II. La conciliation des prérogatives législatives avec les exigences de la régulation moderne
A. L’encadrement strict de la délégation du pouvoir réglementaire technique
Le Conseil valide la possibilité pour le législateur de confier à une autorité administrative spécialisée le soin de fixer des normes d’application précises. Il rappelle que si le Premier ministre exerce le pouvoir réglementaire national, la loi peut habiliter une autre autorité de l’État pour des mesures limitées.
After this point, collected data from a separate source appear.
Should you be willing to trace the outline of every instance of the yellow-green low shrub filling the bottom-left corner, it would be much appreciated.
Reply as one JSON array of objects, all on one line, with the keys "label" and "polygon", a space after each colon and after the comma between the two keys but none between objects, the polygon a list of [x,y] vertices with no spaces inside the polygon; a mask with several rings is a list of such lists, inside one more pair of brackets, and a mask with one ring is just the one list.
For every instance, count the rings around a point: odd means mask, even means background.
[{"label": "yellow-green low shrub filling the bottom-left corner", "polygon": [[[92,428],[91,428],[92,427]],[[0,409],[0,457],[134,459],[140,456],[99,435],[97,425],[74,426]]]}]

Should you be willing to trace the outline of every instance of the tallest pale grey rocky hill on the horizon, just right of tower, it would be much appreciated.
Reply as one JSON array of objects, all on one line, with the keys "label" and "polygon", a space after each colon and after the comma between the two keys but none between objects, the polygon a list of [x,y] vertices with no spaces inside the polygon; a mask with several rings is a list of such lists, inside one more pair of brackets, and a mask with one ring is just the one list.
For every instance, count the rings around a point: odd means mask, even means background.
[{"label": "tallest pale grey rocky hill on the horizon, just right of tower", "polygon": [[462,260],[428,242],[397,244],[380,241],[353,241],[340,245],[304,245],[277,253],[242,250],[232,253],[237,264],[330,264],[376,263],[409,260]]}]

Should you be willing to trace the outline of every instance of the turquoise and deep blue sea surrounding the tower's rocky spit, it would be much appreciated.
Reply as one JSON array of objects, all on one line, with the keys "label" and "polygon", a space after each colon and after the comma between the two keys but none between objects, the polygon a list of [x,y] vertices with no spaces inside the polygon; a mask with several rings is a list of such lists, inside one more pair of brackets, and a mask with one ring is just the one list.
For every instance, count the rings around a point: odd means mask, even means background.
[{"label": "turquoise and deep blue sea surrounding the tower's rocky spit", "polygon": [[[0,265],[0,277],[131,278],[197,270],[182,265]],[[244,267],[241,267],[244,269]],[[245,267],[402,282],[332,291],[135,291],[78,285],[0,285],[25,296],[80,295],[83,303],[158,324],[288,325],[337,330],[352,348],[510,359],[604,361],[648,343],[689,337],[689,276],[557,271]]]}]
L’article 13 de la loi contestée confiait à un décret le soin de préciser les modalités d’exercice des compétences d’une autorité de régulation technique. Le juge considère que ces compétences ont une « portée limitée tant par leur champ d’application que par leur contenu » au regard des principes constitutionnels. Cette solution permet une gestion souple et réactive de secteurs économiques complexes sans pour autant déposséder les autorités politiques de leur mission de direction générale. La clarté de la loi est préservée dès lors que les objectifs tarifaires sont définis et que le cadre d’intervention reste strictement circonscrit.
B. La protection renouvelée du pluralisme face aux évolutions technologiques
Le juge constitutionnel examine la conformité des nouvelles règles anti-concentration en les confrontant à l’objectif de valeur constitutionnelle de pluralisme des courants d’opinions. Il estime qu’il était loisible au législateur d’adapter les dispositifs existants pour « favoriser le développement des télévisions locales et numériques » dans un contexte changeant. L’ajustement des seuils de détention du capital ne constitue pas une régression dès lors que l’instance de régulation conserve son pouvoir général d’appréciation. Le Conseil affirme que le législateur a usé de son pouvoir sans priver de garanties légales l’objectif fondamental de libre communication des pensées. La conciliation entre la liberté d’entreprendre des diffuseurs et l’intérêt général s’attachant à la diversité des programmes ne présente aucun déséquilibre manifeste dans cette loi. Cette approche pragmatique reconnaît la nécessité de moderniser le droit de l’audiovisuel pour garantir l’expression démocratique sur l’ensemble des supports numériques actuels.